DSM-5 and Paraphilic Disorders

Subjective: What details did the patient provide regarding their chief complaint and symptomology to derive your differential diagnosis? What is the duration and severity of their symptoms? How are their symptoms impacting their functioning in life?

Objective: What observations did you make during the psychiatric assessment?

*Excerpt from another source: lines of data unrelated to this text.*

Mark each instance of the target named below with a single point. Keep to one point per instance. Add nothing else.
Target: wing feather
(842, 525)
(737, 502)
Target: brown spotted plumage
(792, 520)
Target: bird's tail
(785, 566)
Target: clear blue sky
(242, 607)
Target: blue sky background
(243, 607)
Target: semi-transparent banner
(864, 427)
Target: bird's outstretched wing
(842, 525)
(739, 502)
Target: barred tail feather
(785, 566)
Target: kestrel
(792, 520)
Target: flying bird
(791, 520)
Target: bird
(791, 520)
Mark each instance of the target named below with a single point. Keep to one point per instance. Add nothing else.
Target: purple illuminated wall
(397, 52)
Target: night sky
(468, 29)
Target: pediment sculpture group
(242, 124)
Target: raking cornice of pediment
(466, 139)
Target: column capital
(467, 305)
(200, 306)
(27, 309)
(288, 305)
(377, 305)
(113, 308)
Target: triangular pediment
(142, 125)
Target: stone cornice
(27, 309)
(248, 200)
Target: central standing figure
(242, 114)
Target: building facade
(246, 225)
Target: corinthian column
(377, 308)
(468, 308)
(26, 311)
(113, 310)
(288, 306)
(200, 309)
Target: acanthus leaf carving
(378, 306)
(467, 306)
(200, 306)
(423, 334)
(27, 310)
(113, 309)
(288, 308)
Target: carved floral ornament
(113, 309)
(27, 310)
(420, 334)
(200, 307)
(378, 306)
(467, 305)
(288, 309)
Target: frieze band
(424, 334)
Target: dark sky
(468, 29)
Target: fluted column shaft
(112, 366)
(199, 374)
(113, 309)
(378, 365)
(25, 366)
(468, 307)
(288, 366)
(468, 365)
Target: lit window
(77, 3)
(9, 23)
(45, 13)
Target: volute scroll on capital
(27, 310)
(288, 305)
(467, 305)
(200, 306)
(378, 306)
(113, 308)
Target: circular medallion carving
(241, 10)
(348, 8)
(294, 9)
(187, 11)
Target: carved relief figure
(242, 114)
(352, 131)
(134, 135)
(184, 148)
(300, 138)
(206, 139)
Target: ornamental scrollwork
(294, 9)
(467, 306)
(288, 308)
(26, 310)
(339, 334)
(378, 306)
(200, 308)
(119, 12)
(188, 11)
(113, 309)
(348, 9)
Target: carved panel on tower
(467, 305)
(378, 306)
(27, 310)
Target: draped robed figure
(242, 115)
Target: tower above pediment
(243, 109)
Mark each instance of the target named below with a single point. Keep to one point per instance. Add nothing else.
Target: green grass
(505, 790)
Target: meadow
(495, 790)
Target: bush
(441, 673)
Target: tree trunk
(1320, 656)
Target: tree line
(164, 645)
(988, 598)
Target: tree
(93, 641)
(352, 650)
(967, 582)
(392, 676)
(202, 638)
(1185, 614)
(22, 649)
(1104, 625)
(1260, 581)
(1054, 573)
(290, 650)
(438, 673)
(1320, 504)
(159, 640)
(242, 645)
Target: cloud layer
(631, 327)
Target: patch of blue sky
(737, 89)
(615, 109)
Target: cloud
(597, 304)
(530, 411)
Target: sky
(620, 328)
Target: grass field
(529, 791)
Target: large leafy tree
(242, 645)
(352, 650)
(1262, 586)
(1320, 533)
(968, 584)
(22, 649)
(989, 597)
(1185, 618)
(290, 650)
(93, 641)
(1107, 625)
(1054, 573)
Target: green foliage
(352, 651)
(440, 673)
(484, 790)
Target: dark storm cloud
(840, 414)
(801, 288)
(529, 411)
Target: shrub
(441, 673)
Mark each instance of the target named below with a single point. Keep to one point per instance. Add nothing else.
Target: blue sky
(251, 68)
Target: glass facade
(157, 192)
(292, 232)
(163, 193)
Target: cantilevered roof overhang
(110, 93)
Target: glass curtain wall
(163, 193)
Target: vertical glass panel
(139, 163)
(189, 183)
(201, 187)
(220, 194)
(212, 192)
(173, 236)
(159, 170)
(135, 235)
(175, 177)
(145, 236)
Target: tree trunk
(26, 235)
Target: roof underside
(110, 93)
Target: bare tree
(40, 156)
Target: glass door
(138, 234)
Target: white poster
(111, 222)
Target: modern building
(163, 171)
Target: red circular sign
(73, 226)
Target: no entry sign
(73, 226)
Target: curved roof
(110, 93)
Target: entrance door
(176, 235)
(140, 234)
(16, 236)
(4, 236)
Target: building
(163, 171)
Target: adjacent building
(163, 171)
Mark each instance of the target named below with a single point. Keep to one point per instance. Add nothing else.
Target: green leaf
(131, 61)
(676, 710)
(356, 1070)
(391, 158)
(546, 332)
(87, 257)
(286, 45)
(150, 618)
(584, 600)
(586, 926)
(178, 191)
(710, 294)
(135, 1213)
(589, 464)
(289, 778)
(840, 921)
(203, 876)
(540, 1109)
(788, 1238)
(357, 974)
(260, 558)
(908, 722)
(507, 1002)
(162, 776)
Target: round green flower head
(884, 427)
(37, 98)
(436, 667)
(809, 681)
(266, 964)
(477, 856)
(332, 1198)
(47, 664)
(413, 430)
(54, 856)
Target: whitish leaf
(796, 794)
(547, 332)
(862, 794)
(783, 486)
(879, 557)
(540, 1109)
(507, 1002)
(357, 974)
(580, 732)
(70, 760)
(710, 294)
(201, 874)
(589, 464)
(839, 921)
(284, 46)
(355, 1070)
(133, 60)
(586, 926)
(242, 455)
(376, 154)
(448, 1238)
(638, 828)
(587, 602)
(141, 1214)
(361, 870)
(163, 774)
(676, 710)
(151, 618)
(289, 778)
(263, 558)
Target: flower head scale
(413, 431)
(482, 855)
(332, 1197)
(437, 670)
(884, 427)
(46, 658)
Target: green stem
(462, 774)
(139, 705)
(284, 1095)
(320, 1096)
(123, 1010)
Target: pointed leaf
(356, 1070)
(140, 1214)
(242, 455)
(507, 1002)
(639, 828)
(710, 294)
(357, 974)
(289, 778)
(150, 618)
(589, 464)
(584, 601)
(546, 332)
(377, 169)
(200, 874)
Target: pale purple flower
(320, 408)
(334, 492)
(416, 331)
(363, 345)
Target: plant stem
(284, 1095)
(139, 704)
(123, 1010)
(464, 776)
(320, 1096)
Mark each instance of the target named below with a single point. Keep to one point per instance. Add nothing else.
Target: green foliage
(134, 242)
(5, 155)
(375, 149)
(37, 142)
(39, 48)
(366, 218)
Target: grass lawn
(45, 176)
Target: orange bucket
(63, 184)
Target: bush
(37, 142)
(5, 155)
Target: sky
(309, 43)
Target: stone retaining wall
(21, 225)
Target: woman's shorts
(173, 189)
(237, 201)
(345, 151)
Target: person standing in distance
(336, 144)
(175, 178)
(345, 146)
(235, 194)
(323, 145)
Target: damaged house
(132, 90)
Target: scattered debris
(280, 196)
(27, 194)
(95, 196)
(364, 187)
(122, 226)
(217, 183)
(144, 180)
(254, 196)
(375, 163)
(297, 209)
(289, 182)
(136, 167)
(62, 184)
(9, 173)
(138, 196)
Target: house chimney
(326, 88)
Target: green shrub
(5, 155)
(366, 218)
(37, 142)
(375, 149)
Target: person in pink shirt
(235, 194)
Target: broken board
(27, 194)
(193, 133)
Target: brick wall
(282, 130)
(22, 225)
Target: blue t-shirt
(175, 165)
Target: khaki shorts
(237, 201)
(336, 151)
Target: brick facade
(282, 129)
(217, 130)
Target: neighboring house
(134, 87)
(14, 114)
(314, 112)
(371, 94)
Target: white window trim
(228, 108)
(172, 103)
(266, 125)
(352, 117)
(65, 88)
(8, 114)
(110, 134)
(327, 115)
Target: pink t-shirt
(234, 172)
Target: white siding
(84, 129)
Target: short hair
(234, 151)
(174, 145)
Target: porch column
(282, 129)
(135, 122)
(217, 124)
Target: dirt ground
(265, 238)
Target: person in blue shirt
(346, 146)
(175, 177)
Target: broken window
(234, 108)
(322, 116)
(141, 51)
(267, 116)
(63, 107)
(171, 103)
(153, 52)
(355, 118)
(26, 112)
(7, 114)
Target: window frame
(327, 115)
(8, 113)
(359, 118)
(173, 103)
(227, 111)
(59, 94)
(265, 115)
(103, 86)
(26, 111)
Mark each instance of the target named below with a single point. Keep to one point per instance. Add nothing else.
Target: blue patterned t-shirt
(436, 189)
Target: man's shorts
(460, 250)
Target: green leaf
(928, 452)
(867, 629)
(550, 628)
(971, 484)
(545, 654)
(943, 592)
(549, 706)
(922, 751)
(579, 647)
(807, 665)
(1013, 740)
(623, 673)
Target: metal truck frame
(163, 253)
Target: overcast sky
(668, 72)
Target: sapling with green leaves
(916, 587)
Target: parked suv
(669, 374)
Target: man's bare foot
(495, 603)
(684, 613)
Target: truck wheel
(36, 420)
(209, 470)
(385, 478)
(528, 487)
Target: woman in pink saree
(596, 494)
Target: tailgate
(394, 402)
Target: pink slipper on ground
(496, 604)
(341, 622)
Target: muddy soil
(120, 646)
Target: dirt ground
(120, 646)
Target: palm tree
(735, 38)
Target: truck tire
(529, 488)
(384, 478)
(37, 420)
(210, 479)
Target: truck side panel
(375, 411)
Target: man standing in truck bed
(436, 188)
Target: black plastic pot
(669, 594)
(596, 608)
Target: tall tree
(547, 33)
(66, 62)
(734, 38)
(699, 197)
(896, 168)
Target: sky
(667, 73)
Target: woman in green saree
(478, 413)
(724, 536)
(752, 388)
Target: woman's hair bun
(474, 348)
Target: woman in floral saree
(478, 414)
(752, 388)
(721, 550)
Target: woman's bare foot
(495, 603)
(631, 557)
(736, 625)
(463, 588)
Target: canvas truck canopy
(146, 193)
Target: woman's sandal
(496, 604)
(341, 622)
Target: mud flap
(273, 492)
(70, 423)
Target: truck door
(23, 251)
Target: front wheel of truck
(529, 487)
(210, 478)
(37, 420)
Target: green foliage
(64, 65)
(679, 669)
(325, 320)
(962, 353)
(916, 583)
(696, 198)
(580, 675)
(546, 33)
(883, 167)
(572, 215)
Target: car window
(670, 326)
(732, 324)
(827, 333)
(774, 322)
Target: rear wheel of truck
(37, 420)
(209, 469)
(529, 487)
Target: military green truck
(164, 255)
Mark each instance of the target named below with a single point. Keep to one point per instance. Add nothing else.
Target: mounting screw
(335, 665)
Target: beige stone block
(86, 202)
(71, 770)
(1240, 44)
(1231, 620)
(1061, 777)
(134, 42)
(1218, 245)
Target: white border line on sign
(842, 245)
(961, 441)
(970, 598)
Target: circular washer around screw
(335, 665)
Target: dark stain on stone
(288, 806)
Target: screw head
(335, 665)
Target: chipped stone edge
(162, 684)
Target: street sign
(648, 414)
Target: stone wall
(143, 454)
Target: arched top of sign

Assessment: Discuss the patient’s mental status examination results. What were your differential diagnoses? Provide a minimum of three possible diagnoses with supporting evidence, listed in order from highest priority to lowest priority. Compare the DSM-5 diagnostic criteria for each differential diagnosis and explain what DSM-5 criteria rules out the differential diagnosis to find an accurate diagnosis. Explain the critical-thinking process that led you to the primary diagnosis you selected. Include pertinent positives and pertinent negatives for the specific patient case.DSM-5 and Paraphilic Disorders

Reflection notes: What would you do differently with this client if you could conduct the session over? Also include in your reflection a discussion related to legal/ethical considerations (demonstrate critical thinking beyond confidentiality and consent for treatment!), health promotion and disease prevention taking into consideration patient factors (such as age, ethnic group, etc.), PMH, and other risk factors (e.g., socioeconomic, cultural background, etc.).



The purpose of this paper is to provide an account and presentation of a   comprehensive psychiatric evaluation of a patient with  Schizotypal Personality Disorder. The author will utilize findings of the client’s history, mental status examination, and ROS to formulate differential diagnoses and make reflections on the learning points, ethical and legal considerations in assessing and diagnosing clients with personality disorders.

Demographic Data

Patient Initials: S.R.

Age:33            years old

Gender: Female

Race: Caucasian


CC (chief complaint): “I went to lunch… once… with some of them. I’ve been reading some very depressing books lately, and they can feel what I’m feeling. So when I think about the books, it ruins their meal. So I eat alone”.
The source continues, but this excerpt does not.